Iluka in September launched a review of the corporate and capital structure of the company’s two principal assets, being the MAC royalty and its mineral sands operations.

The decision to conduct a review followed on from BHP’s development of its South Flank operation, which will increase production from the MAC hub to 145-million tonnes a year, from around 2023 onwards.

Iluka told shareholders on Thursday that production from South Flank is expected to increase the annual iron-ore production within the MAC royalty area from 55-million tonnes a year to 135-million tonnes a year, with the increased royalties having the potential to materially increase the cash flows generated by the MAC royalty, and, in turn, the value to Iluka shareholders.

The earnings from the MAC royalty would, ultimately, be dependent on a number of factors, including the iron-ore price and the US/Australian exchange rate.

“Iluka’s mineral sands businses continues to be a global market leader in the production of zircon and high grade titanium feedstock.
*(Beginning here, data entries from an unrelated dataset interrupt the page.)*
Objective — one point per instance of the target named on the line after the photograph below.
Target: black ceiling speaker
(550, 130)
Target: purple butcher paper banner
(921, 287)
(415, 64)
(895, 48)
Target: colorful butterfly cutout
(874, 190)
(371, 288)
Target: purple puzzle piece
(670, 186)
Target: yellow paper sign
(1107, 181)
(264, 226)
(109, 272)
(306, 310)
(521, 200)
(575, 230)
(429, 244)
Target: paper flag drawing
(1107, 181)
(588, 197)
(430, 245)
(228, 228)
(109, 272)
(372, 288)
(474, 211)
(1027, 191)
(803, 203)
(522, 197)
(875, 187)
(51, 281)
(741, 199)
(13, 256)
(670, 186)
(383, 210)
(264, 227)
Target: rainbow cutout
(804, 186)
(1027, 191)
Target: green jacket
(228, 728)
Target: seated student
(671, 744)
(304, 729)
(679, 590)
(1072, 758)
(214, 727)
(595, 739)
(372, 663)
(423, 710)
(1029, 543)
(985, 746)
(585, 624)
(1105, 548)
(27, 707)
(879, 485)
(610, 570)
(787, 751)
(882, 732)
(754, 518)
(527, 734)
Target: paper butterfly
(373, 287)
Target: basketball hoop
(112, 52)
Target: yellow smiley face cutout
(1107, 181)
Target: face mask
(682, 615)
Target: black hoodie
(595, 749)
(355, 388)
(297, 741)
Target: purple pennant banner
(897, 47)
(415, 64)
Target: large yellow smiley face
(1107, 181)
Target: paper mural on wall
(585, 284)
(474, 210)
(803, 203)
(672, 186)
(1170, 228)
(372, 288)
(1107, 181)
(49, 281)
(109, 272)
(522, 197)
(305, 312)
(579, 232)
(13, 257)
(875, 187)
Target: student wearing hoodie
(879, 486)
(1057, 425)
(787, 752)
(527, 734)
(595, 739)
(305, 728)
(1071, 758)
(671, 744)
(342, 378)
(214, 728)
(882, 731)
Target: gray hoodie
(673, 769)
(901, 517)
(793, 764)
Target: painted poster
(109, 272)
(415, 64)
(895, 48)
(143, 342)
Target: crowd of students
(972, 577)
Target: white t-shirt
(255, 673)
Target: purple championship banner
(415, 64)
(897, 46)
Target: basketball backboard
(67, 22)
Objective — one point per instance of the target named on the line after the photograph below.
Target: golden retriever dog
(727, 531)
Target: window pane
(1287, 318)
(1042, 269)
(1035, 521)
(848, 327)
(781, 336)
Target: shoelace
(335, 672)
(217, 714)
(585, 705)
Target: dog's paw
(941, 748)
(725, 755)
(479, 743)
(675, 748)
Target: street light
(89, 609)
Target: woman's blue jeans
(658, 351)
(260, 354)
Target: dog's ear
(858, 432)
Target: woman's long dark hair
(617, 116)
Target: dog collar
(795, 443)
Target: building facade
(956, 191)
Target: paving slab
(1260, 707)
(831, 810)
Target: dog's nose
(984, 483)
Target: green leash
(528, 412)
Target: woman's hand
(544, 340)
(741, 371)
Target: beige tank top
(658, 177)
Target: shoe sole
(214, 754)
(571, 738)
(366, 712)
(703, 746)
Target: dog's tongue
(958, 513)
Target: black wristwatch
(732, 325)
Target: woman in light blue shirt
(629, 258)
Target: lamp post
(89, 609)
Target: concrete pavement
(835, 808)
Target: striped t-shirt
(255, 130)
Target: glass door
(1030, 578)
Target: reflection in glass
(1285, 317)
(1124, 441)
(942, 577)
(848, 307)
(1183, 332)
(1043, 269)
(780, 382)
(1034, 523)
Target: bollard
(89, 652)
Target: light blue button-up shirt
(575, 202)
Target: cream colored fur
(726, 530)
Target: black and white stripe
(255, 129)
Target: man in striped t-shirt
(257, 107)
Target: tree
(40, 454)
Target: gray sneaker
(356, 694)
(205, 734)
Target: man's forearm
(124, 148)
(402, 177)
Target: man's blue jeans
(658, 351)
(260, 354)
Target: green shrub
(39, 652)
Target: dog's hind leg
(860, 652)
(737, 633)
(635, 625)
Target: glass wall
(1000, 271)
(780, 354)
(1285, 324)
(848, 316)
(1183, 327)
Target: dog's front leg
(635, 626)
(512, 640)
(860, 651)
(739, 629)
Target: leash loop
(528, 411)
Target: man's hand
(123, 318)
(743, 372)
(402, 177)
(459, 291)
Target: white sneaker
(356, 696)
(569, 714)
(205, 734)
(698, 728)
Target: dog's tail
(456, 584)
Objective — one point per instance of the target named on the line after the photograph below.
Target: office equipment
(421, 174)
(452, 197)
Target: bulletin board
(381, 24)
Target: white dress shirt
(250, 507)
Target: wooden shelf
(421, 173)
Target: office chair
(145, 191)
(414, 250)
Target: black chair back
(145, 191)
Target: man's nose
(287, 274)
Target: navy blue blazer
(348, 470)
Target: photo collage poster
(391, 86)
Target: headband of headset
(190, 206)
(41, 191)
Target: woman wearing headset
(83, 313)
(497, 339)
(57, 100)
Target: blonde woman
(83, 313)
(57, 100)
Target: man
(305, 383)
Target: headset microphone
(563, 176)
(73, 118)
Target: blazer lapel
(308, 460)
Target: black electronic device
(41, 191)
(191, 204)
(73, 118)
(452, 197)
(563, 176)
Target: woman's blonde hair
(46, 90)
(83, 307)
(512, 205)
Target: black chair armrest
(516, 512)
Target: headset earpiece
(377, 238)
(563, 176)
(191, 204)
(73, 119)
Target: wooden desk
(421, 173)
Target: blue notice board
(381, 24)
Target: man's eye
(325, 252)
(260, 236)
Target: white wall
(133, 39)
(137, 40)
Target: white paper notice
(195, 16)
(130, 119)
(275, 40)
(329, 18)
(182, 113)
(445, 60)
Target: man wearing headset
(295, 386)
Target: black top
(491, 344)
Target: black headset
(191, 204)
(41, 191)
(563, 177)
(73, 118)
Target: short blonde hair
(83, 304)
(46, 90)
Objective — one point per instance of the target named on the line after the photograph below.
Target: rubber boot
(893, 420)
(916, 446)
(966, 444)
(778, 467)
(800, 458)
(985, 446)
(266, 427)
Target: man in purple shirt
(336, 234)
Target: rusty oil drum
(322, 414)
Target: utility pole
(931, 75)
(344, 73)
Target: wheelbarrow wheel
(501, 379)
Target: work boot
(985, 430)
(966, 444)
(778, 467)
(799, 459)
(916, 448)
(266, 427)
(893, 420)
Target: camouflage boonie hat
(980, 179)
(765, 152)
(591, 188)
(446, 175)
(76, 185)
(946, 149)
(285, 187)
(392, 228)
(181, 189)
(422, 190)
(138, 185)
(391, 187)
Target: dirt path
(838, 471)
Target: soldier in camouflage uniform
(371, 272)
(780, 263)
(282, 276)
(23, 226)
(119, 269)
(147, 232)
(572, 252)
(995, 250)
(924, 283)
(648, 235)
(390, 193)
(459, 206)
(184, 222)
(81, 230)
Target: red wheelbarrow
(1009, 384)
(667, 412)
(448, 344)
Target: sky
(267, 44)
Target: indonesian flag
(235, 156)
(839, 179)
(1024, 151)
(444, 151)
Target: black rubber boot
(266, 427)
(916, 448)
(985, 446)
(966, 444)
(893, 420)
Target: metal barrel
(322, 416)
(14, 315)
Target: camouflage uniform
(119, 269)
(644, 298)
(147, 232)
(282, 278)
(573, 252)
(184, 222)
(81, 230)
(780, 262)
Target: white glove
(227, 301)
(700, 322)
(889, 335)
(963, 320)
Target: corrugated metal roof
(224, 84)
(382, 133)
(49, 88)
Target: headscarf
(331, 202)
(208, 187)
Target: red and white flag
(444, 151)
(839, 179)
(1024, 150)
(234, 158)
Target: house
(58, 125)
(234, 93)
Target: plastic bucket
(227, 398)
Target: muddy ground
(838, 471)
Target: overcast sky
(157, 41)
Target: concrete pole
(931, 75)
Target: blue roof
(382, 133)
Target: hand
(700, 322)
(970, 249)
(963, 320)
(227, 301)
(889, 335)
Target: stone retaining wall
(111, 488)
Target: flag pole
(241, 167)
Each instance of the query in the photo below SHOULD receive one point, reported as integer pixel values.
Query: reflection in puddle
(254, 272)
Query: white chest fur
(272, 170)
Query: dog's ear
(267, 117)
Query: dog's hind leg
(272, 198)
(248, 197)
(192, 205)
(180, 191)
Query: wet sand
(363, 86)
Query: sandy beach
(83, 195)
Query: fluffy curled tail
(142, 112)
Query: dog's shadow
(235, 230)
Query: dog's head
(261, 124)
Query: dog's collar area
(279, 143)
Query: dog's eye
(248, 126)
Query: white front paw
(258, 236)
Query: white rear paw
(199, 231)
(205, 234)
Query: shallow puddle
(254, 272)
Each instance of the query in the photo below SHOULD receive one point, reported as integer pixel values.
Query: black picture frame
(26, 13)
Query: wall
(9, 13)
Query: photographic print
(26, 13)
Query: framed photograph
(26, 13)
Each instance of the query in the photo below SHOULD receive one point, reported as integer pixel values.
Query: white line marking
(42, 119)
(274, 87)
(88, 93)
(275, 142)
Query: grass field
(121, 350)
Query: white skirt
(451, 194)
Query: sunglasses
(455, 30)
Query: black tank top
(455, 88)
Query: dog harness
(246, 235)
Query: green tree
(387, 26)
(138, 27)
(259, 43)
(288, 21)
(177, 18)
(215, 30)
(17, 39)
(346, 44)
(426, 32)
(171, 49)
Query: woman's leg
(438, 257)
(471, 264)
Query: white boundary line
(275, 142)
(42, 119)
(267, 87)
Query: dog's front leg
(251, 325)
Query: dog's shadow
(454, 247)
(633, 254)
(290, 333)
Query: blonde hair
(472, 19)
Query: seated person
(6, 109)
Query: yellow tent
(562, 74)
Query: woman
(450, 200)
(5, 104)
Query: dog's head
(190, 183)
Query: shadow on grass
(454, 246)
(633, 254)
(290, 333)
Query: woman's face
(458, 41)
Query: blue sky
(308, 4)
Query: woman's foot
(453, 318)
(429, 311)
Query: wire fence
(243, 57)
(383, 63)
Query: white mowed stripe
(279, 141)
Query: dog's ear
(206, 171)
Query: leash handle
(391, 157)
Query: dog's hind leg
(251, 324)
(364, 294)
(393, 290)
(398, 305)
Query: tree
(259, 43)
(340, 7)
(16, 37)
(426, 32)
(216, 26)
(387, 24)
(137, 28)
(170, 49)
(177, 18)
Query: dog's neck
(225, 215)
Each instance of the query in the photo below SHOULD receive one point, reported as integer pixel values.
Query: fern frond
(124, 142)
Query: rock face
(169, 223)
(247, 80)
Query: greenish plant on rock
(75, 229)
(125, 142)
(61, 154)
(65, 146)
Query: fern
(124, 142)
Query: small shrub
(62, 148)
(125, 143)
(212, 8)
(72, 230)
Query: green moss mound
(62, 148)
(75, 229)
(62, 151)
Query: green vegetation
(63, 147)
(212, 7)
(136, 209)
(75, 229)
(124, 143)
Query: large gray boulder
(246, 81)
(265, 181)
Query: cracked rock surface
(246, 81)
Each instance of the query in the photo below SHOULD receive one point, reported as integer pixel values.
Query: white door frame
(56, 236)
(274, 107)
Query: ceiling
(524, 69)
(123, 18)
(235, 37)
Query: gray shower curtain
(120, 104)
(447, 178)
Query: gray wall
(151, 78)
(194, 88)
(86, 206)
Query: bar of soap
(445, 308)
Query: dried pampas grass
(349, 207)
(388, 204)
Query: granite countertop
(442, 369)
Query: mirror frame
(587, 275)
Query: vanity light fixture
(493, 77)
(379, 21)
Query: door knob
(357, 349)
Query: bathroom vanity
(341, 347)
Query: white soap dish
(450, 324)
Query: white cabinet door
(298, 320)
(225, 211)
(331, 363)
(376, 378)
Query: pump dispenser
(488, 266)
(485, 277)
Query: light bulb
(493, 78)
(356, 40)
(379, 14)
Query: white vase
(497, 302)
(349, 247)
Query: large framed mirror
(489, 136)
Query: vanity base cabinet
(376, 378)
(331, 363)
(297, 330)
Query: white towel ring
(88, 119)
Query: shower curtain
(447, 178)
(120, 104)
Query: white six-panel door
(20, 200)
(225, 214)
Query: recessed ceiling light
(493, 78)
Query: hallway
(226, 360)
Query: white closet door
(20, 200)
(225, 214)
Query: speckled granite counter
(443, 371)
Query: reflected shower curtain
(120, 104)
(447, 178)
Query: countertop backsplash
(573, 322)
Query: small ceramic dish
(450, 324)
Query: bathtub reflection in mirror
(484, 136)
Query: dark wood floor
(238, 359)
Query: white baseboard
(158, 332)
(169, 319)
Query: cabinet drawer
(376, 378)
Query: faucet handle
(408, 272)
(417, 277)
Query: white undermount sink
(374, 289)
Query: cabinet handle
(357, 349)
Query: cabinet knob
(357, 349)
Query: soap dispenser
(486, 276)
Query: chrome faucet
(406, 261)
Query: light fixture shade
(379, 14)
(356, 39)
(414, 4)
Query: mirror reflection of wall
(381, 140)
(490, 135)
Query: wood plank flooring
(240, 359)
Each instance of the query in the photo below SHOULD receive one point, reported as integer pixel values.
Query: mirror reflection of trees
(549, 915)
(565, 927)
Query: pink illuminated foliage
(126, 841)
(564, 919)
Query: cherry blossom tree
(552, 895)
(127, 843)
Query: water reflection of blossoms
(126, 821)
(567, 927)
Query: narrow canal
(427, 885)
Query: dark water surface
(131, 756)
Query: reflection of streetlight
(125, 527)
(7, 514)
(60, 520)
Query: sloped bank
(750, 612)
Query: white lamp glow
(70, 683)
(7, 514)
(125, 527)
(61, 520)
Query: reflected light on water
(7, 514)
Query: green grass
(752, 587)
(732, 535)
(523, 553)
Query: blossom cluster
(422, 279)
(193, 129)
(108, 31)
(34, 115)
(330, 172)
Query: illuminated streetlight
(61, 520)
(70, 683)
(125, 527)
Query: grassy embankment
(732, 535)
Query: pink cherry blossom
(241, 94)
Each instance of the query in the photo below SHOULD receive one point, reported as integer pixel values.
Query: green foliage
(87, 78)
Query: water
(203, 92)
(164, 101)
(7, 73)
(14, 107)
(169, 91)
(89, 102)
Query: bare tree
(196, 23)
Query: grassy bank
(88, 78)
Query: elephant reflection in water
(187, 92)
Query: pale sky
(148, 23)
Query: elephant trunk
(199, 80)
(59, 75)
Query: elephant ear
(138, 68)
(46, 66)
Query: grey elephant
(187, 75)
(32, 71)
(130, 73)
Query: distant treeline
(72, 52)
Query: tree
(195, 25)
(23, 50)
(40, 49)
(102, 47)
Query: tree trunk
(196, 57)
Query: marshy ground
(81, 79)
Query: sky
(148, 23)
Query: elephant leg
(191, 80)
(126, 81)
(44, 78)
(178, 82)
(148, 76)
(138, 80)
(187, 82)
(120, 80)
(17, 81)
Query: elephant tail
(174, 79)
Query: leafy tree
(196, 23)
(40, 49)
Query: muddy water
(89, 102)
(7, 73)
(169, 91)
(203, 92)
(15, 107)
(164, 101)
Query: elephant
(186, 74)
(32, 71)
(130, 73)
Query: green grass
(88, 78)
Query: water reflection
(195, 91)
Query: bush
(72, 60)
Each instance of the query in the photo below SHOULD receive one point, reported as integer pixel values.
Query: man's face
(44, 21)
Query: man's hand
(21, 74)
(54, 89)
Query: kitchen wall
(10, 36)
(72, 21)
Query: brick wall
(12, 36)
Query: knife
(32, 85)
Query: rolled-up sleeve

The business is producing solid cash flows in the current market environment and is well positioned for the future, with a pipeline of attractive growth projects,” said Iluka MD Tom O’Leary.

“MAC earnings are derived from a high quality, long life asset. The MAC area is a high-grade, low cost iron-ore asset with a tier one operator in BHP. Thanks to the South Flank development, it has significant growth in expected cash flows. In addition, further growth in the value of MAC is possible given the potential for the development by BHP of deposits within the area covered by the royalty agreement.”

O’Leary said that the review will consider a range of options, including dividend policies and a structural separation of MAC by way of a demerger. Capital requirements, business plans, management structures and cost and tax implications will also be assessed.

The results of the review will likely be announced in February next year.

Meanwhile, Iluka on Thursday also reported that mineral sands production for the September quarter was up by 17% on the previous quarter, to 198 000 t.

Rutile production for the September quarter was up 18%, to 48 000 t, while zircon production was up by 29%, to 94 000 t, and synthetic rutile production remained steady at 57 000 t.

Sales volumes for the third quarter were down by 10% on the second quarter, reaching 148 000 t, generating revenues of A$316.9-million, up from the A$295.2-million reported in the previous quarter.